Bibliothèques et radios publiques
Une vision commune de la médiation des savoirs à l’ère du numérique ?
Article publié dans le BBF n° 2 de juin 2014
« Une bibliothèque d’Alexandrie sonore. » C’est ainsi qu’Olivier Poivre d’Arvor décrit France Culture 1. En apparence, radios et bibliothèques paraissent bien différentes, tant dans leur support (le son et, traditionnellement, l’écrit) que dans leur structure. À l’origine médias de flux, les radios se rapprochent des médias de stock, avec une collection d’émissions dotée de profondeur documentaire. À l’inverse, les bibliothèques questionnent leur place dans le flux virtuel d’information qui caractérise le monde contemporain. Ces évolutions convergentes mettent en lumière les missions que les bibliothèques partagent avec France Inter et France Culture 2.
Les missions de Radio France sont en effet d’apporter aux citoyens informations, enrichissement culturel et divertissement 3, en alliant « exigence intellectuelle et respect du grand public 4 ». Elles ont également une dimension patrimoniale, par la création, la conservation et la diffusion de fictions radiophoniques. Si les missions des bibliothèques de lecture publique ont pu être l’objet de débats, il n’en demeure pas moins que le manifeste de l’Unesco pour les bibliothèques publiques ainsi que la Charte des bibliothèques insistent sur leur rôle dans la « fabrique du citoyen », par le développement de la lecture, mais aussi l’initiation au numérique, le contact avec l’art, la valorisation du patrimoine… Bibliothèques et radios publiques trouvent donc leur légitimité dans leur capacité à offrir de l’information aux citoyens, dans l’expression de différentes sensibilités et dans le respect du pluralisme des opinions. Dans cette perspective, bibliothèques et radios ont des visions comparables de la médiation du savoir ainsi que des compétences complémentaires.
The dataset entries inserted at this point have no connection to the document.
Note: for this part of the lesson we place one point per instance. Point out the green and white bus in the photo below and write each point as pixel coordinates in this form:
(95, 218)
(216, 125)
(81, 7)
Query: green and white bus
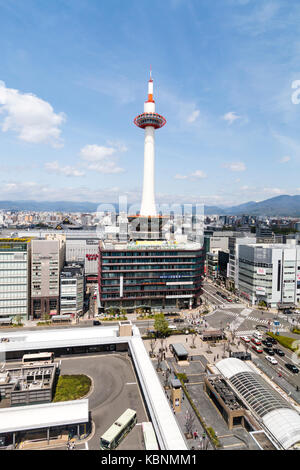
(149, 437)
(114, 435)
« Ça peut pas faire de mal 5 » : le rapport à la culture et aux savoirs légitimes/illégitimes
Bibliothèques comme radios aspirent à diffuser une culture de qualité au plus grand nombre, tout en étant ouvertes sur le monde. Par conséquent, elles sont prises au paradoxe « aristo-démocratique 6 ». En tant que services publics, leurs missions et leurs justifications se trouvent dans leur capacité à faire de leurs usagers des citoyens éclairés en affûtant leur esprit critique et en permettant à chacun l’accès au savoir. Par leur opposition à des médias ou des acteurs culturels privés, elles sont réticentes, notamment pour les bibliothèques, à faire de l’usager un consommateur. Mais leur statut de service public et d’agent de l’État et des collectivités leur donne souvent une position de surplomb vis-à-vis de leurs publics. Elles sont de plus héritières d’une conception élitiste de la culture tout en ayant vocation à s’adresser à tous, ce qui les place parfois dans une position ambiguë.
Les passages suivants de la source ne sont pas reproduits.